My first impression of the book was knee-jerk judgement for the racist language and the stereotyping comments about Czechs, English, Americans, and pretty much every nationality. That quickly gave way to the realization that this author knew exactly how to get his point across. What blew my mind was that this book was published in 1936, after World War I, but before World War II, yet it foreshadowed the Second World War at every turn. Another thing that shocked me was that the stereotyping in this book is precisely the same kind still espoused about countries and peoples now.
It even had people in the southern half of the United States trying to give the newts religion and occasionally lynching them. What I think you get from this book is how little the world has changed in nearly a hundred years, how selfishly cruel humanity can be, and how exceedingly short-sighted and stupid we can be when we look at everything first from an economic standpoint.

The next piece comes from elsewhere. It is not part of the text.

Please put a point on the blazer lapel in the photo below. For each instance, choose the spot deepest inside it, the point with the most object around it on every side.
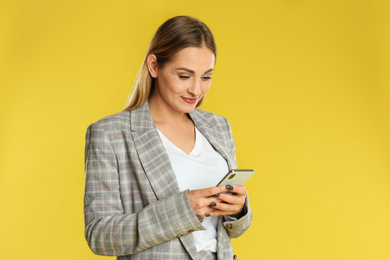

If I could have one wish after reading this, it would be that everyone in the country would read this book. Karel Čapek was nominated for the Nobel Prize in Literature seven times. He introduced the word Robot into our language. He and his brother, Josef, were famous for their work. When the Nazis invaded Czechoslovakia (now the Czech Republic) Karel was considered Public Enemy Number Two. They weren't aware he'd already died of pneumonia, but his brother, Josef, died in a concentration camp. They weren't Jewish, but were well-known to be anti-fascist.
War of the Newts is a short book and a brilliant read. I'm already hunting up more of his work. It's absolutely that good. I cannot possibly recommend a book more. No amount of stars can do it justice. Read it. You will be blown away.